Deriving the Product Formula: The Easy Way
Recall from this post that: \[ \sum_{n=1}^{\infty} \frac{1}{x^2+n^2}=\frac{\pi}{2x} \coth(\pi x)-\frac{1}{2x^2} \] We then substitute \(x=i z\): \[ \sum_{n=1}^{\infty} \frac{1}{n^2-z^2}=-\frac{\pi}{2z} \cot(\pi z)+\frac{1}{2z^2} \] We then go down the following line of calculation: \[ \sum_{n=1}^{\infty} \frac{2z}{n^2-z^2}=\frac{1}{z}-\pi\cot(\pi z) \] \[ \int\sum_{n=1}^{\infty} \frac{2z}{n^2-z^2}dz=C+\int \frac{1}{z}-\pi\cot(\pi z) dz \] \[ \sum_{n=1}^{\infty} -\ln \left (1-\frac{z^2}{n^2} \right )=C+\ln (z) - \ln (\sin (\pi z) ) \] \[ \sin(\pi z)=C' z\prod_{n=1}^{\infty}\left ( 1-\frac{z^2}{n^2} \right ) \] We can find \(C'\) by looking at the behavior near zero, and so find that: \[ \sin(\pi z)=\pi z\prod_{n=1}^{\infty}\left ( 1-\frac{z^2}{n^2} \right ) \] Therefore: \[ \sin(z)=z\prod_{n=1}^{\infty}\left ( 1-\frac{z^2}{\pi^2 n^2} \right ) \]

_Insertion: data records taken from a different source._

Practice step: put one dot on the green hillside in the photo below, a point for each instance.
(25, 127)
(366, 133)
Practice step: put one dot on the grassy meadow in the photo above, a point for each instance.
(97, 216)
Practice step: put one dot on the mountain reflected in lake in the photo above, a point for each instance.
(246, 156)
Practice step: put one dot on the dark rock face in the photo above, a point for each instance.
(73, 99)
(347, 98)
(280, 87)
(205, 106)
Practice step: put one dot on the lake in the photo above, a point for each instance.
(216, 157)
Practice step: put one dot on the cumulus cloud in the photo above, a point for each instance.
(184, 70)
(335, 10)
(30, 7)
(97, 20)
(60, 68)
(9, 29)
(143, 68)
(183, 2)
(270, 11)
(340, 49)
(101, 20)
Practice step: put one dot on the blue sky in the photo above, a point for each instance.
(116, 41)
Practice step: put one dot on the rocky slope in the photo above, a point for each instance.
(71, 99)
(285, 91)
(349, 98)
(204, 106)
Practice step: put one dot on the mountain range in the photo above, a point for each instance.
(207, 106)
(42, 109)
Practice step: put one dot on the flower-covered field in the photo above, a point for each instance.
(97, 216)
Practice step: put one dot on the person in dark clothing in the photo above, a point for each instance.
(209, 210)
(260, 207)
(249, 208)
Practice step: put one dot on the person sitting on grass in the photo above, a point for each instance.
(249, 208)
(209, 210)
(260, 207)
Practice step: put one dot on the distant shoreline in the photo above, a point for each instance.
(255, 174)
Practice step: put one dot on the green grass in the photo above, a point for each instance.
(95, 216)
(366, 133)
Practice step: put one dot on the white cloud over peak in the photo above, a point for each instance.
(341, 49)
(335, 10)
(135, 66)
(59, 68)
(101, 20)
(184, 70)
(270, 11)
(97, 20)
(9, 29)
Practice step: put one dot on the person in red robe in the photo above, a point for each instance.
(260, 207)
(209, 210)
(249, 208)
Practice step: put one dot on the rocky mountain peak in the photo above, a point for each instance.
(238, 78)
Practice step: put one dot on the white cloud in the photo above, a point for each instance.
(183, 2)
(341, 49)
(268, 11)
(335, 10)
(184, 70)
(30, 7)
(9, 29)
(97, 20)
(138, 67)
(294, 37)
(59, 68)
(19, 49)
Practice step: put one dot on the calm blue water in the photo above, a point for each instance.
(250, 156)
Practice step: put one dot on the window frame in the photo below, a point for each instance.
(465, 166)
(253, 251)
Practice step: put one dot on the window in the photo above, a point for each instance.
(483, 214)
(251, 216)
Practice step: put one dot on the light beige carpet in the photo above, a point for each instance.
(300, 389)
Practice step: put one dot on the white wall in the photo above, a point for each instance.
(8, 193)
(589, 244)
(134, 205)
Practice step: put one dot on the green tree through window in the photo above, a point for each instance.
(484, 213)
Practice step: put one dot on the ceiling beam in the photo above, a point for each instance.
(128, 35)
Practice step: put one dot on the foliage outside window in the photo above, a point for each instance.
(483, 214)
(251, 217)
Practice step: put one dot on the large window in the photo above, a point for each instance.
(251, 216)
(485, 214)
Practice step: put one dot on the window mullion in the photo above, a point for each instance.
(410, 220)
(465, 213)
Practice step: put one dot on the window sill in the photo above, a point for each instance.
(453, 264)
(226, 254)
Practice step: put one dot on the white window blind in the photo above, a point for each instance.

Deriving the Product Formula: The Overkill Way, by Weierstrass' Factorization Theorem
Suppose a function can be expressed as \[ f(x)=A\frac{\prod_{n=1}^{M}\left ( x-z_n \right )}{\prod_{n=1}^{N}\left ( x-p_n \right )} \] Where \(M \leq N\) and \(N\) can be arbitrarily large, even tending to infinity. Assuming there are no poles of degree >1 (all poles are simple), we can rewrite this as \[ f(x)=K+\sum_{n=1}^{\infty} \frac{b_n}{x-p_n} \] Where some of the \(b_n\) may be zero. We can also write this as \[ f(x)=f(0)+\sum_{n=1}^{\infty} b_n \cdot \left ( \frac{1}{x-p_n}+\frac{1}{p_n} \right ) \] Suppose \(f(0) \neq 0\), and that \(f\) is an integral function (i.e. an entire function). In that case, the logarithmic derivative \(f'(x)/f(x)\) has poles of degree 1. Moreover, \[\lim_{x \rightarrow z_n} (x-z_n)\frac{f'(x)}{f(x)}=d_n \] Where \(d_n\) is the degree of the zero at \(z_n\). Thus: \[ \frac{f'(x)}{f(x)}=\frac{f'(0)}{f(0)}+\sum_{n=1}^{\infty} d_n \cdot \left ( \frac{1}{x-z_n}+\frac{1}{z_n} \right ) \] Integrating: \[ \ln(f(x))=\ln(f(0))+x \frac{f'(0)}{f(0)}+\sum_{n=1}^{\infty} d_n \cdot \left ( \ln \left (1-\frac{x}{z_n} \right ) +\frac{x}{z_n} \right ) \] \[ f(x)=f(0) e^{x \frac{f'(0)}{f(0)}} \prod_{n=1}^{\infty} \left (1-\frac{x}{z_n} \right )^{d_n} e^{x\frac{d_n}{z_n}} \] This is our main result, called the Weierstrass factorization theorem. In particular, for the function \(f(x)=\sin(x)/x\) \[ \frac{\sin(x)}{x}=\prod_{n=-\infty, n \neq 0}^{\infty} \left (1-\frac{x}{n \pi} \right ) e^{x\frac{1}{n \pi}}=\prod_{n=1}^{\infty} \left (1-\frac{x^2}{n^2 \pi^2} \right ) \] Thus \[ \sin(x)=x\prod_{n=1}^{\infty} \left (1-\frac{x^2}{\pi^2 n^2 } \right ) \]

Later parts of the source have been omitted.